BMJ 2002; 325 doi: https://doi.org/10.1136/bmj.325.7361.408/b (Published 24 August 2002) Cite this as: BMJ 2002;325:408
  1. Owen Dyer
  1. London

    Two surgeons who argued over their operation notes after destroying a patient's liver in an unnecessary operation have been cleared of serious professional misconduct by the General Medical Council.

    Locum consultant surgeon Adel Zaki Demian, 59, and Vijay Vardhini, 37, were found guilty of several charges, but the council's professional conduct committee chose not to sanction them after hearing expert testimony that the patient's condition was unusual enough to confuse any doctor.

    Mother of three Elif Aksu, 34, appeared at the accident and emergency ward of the Homerton Hospital, east London, on 1 December 1997, complaining of abdominal pain. Mr Demian ordered an ultrasound scan of the biliary tree, which showed two gallstones. He suggested that Ms Vardhini, then a second year surgical registrar, perform an emergency open cholecystectomy that evening without supervision, and she agreed. Mr Demian left for home before the surgery began, leaving a contact number. Fiona Neale, representing the GMC, said Mrs Aksu was generally improving” and should have been given treatment for her symptoms and kept under observation.

    During surgery Ms Vardhini divided the hepatic artery, having mistaken it for the cystic artery. She also divided the common bile duct instead of the cystic duct. She then inadvertently cut the portal vein, at which point she clamped the bleeding and called for assistance from Mr Demian.

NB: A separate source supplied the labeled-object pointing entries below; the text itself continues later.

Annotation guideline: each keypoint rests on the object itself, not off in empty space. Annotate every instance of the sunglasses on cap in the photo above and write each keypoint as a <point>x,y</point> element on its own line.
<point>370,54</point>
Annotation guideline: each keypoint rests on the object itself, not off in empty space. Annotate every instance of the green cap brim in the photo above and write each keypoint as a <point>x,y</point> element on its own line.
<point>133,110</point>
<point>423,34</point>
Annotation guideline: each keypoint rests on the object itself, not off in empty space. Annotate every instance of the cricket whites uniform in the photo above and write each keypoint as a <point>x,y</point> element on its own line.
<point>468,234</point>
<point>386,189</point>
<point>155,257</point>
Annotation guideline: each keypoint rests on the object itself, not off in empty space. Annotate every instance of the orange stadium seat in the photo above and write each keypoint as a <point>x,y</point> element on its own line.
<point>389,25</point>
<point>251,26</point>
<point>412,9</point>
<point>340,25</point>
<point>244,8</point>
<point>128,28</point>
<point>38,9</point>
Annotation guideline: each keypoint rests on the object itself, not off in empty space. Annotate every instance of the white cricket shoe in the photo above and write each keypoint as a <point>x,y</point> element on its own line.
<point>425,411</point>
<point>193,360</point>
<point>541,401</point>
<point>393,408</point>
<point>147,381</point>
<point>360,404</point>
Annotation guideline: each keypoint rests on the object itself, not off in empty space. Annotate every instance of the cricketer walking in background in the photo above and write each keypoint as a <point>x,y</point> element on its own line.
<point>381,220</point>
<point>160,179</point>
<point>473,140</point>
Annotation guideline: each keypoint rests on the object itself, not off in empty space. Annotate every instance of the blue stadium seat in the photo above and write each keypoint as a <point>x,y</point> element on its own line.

    At this stage Mrs Aksu had lost slightly more than a litre of blood. Ms Neale said Mr Demian became impatient with Ms Vardhini's hesitant explanations on his arrival half an hour later, and he removed all the clamps and packs at once, causing uncontrolled bleeding. Mrs Aksu lost a further 5.5 litres of blood after his intervention. Mr Demian was able to remove the gallstones but did not verify blood supply to the liver. The portal vein was left unrepaired. Mrs Aksu's liver never regained function, and she died three days later. Police investigated the two surgeons for possible manslaughter, but no charges were brought.

    A practice nurse told the hearing that the two surgeons argued over their notes after the operation. The anaesthetist said he noticed that parts of the report had been altered. Mr Demian initially denied that the operation was uncalled for but later conceded that he had made “insufficient inquiry” before choosing surgery.

    Ms Vardhini acknowledged that the surgery was needless and that she should never have attempted it. She also admitted the charge of writing an account that she did not believe to be correct, having omitted to mention the cutting of the portal vein.

    Summing up, committee chairman Dr Andrew Ferguson said Mrs Aksu's death was an isolated failure in two otherwise unblemished careers. He told Ms Vardhini: “The pathology which you encountered during the operation on Mrs Aksu rendered recognition of the anatomy difficult and would have caused serious difficulties even for a much more experienced surgeon.” He added that Mr Demian had found himself in “extraordinary clinical situation” on taking over.